# Simatree Assessment: Data Cleaning

Welcome to the data cleaning portion of the Simatree Assessment. This notebook will provide a series of code chunks to import, format, clean, and export the provided Athlete Events data. This notebook will follow the steps below:
1. Begin by reading the CSV file to a Pandas data frame.
2. Impute missing Age, Height, and Weight values using group averages.
3. Format the Medals column.
4. Format the Name column.
5. Remove duplicate values within the data frame.
6. Export the data frame to a CSV file.

In [1]:
import pandas as pd
import os
import csv
import math

import re
import datetime
import io
from zipfile import ZipFile

import pandas as pd
import numpy as np
import pandas_gbq
import janitor
from sklearn.impute import KNNImputer
from sklearn.preprocessing import LabelEncoder

## Read Athlete data into Pandas Dataframe

In [2]:
new_df = pd.read_csv('athlete_events.csv')

## Data Cleaning 

### Impute missing Age and Weight values

I'll begin by imputing Age, Height, and Weight NA values by grouping athletes by Sex and Sport. I'll then use the fillna method to fill in missing height and weight values with the mean height and weight value within each grouping.

In [3]:
#create groups from the athlete data with the same Sex and Sport values
grouped = new_df.groupby(['Sex', 'Sport'])

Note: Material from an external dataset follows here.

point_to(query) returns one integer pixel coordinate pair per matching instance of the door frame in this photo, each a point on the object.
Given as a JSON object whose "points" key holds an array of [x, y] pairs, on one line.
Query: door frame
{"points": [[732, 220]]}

# Create a function that imputes missing values with the mean Age of the group, using the fillna method
def impute_age(group):
    group['Age'] = group['Age'].fillna(group['Age'].mean())
    return group

# Apply the function to each group and assign the results to new_df
new_df = grouped.apply(impute_age).reset_index(drop=True)

In [4]:
#create groups from the athlete data with the same Sex and Sport values
grouped = new_df.groupby(['Sex', 'Sport'])

# Create a function that imputes missing values with the mean Height of the group, using the fillna method
def impute_height(group):
    group['Height'] = group['Height'].fillna(group['Height'].mean())
    return group

# Apply the function to each group and assign the results to new_df
new_df = grouped.apply(impute_height).reset_index(drop=True)


In [5]:
#create groups from the athlete data with the same Sex and Sport values
grouped = new_df.groupby(['Sex', 'Sport'])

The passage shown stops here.